Pienza is historically noteworthy because it was rebuilt from a village called Corsignano, which was the birthplace (1405) of Aeneas Silvius Piccolomini, a Renaissance humanist who later became Pope Pius II. Once he became Pope, Piccolomini had the entire village rebuilt as an ideal Renaissance town. Construction started about 1459, and he consecrated the Duomo in 1462. Pienza is culturally noteworthy because the entire village smells like cheese! Centered in a dairy wonderland, local farmers and cheese- artisans bring their produce to market, much to the pleasure of locals and tourists alike.
Continuing the quest
to sample the Tuscan region’s best wine, visiting the hill-topped village of Montalcino
is a must. The ancient road to this village was once a principal road between Florence, Rome and France. Wine has been made here for millennia, and records of commercial wine production date back to the 1400 ́s. Olive groves and vineyards surround the area, which can be seen from the top of the village’s town square.

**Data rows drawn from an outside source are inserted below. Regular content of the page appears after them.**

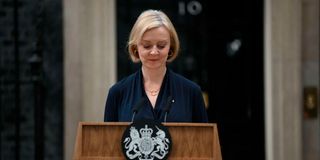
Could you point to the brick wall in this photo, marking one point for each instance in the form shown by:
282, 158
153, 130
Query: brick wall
39, 28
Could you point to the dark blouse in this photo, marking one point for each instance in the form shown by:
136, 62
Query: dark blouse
187, 106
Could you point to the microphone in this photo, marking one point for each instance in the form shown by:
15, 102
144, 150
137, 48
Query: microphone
167, 107
137, 107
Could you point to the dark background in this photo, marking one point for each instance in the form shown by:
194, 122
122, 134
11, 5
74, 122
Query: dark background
31, 82
31, 70
222, 51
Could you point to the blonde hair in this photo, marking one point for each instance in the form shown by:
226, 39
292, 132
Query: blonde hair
147, 20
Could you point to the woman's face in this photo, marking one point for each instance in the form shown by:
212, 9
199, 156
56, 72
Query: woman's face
154, 47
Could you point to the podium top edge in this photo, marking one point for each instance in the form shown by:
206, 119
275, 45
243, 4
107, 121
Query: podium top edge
165, 124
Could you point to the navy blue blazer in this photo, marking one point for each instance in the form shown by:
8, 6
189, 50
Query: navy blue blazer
188, 104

La Fortezza- the14th century defense castle is fairy tale quality. Inside, a fabulous little Vinotec, or wine shop, offers up tastings and tickets to climb the fortress.
MAMA MIA MAKES A PASTA!
As part of the AgriTourism trend, some villa owners offer to cook traditional Italian dinners for visiting groups. There is no better way to experience authentic Tuscan culture than to help roll out mounds
of fresh pasta. Or bask in the setting sunlight while it illuminates burnished gold walls and fresh garden flowers in glass water pitchers, while “mama” serves up bruschetta and house made wine. Served in five parts, true Italian meals offer meat, vegetables and pasta, and often finish with a flat plum or apricot pastry. Villa-style vacationing means the roll from the dinner table to the bed is never far!